A Masterplan for the poultry sector and a clothing and textiles Masterplan were both signed at the recent Summit.     And there will be more to come.

Will this strategy work?

For some time, a lot of people from industry and government have been wondering how well we can replicate the production and export growth in the auto industry in all the other industrial sectors.

It is going to be a challenge. 

The auto industry is unique, in the sense that you have six or seven key role-players – the giant multinational assemblers - that control the value chain, and set the rules for all the other smaller multinational and local companies in the sector that supply, and are dependent on, them.  

The auto assembly companies have also been shown to have an impressive capacity to engage with government. 

Their weight and global influence affect the way in which they operate. They are able to get results from their interactions with government.  State support for SA auto manufacturing dwarfs its support for any other sector.   

BEE rules have been applied with a light touch, to allow the multinationals to keep full ownership of their SA subsidiaries.  Instead, there is a pledge to fund and support BEE in related parts of the value chain, and the industry fund to implement this has been established.  

So, when you look at BEE in the auto industry, it is far more nuanced and sensitive to context. Government has been open to negotiating a way to improve on BEE through deep engagement with the social partners. 

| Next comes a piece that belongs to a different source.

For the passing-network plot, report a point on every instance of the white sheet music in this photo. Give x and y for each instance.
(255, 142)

The industry structure in the agro-processing industry, where Masterplan plans are advancing, is very different.  You do still have a few big local companies and multinationals in this sector– but there are also a lot of SMEs that work directly with the farmers. These firms are very employment-intensive, operating in locales where we actually need the jobs. Value-chain relationships in agro-processing are governed by more players such as retailers  like Pick’nPay and large food processors such as Clover.      

With this structure, different to that of auto, the relationship with government is very different. In addition to the disadvantage posed by being small, it would be fair to assume that the demographic characteristics of the agro-processing firms - mainly white, family-owned farm-based processing and packaging operations - increase their social distance from those who make decisions in government. The two-way communication that is a prerequisite of successful policy design and implementation is hampered by the racial legacy of South Africa.  

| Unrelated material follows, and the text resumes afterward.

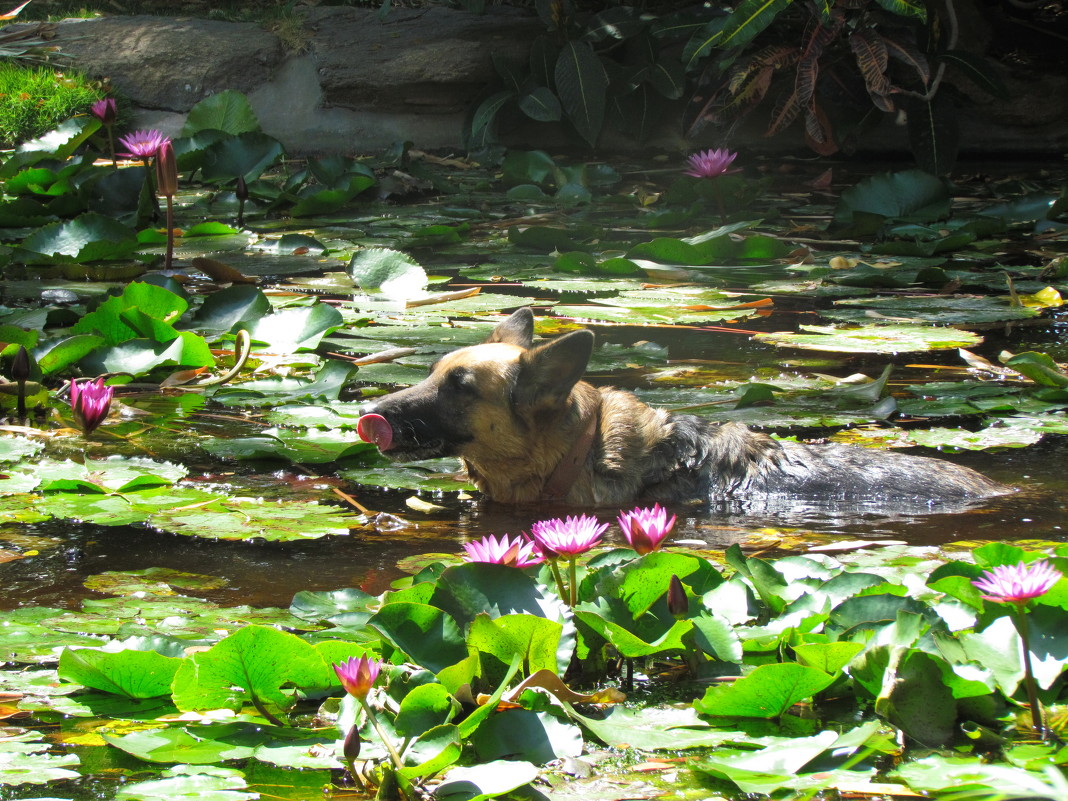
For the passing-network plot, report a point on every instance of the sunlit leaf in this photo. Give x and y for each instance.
(895, 339)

One doubts if the industry bodies and trade unions in the agro-processing sector are as engaged by government as are the auto industry lobby groups Naamsa, Naacam and the union NUMSA.   When government makes changes to the automotive programme, it engages intensely with the auto industry and its labour unions.

When it talks to the agroprocessing sector, however, the interaction has a welfare element – a donor and recipient relationship - with much less interaction with firms, labour and other social partners. This has led to poor outcomes in harvesting existing state support. The dti has an agro-processing support scheme to assist manufacturers, but the impractical BEE rules with which firms have to comply to qualify for state support have resulted in insignificant support to the sector, which is evidenced by the latest dti Incentive Report where only one company received support under the scheme.  As we see with all aid recipients, there is absolutely no push-back from industry on this inappropriate donor-driven aid model.

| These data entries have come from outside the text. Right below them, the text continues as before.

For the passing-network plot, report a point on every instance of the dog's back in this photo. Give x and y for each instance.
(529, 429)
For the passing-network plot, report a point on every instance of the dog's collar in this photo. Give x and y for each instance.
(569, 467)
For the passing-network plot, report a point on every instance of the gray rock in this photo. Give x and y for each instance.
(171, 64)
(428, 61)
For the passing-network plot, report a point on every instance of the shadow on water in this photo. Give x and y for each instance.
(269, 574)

We need to see some flexibility, and full engagement, from Minister Patel as he develops the new Masterplans.  If he were to follow a model of interaction, close to what has been happening with the auto sector, then that would be a good thing – a big advance on what currently happens.

I am not suggesting that the Minister is unaware of the challenges.  For instance, his own Trade Union background in the clothing and textile sector will have given him a comprehensive insight into its structure, the challenges it faces, and what is required to at least arrest, if not reverse, the serious decline of recent years.

What we will need is flexible, thorough, consultative planning with each Masterplan.  Panel-beat (Patel-beat?) each into the right shape, and then set them running. 

It worked with auto; wouldn’t it be wonderful if other industrial engines can also be created to rev-up our economy?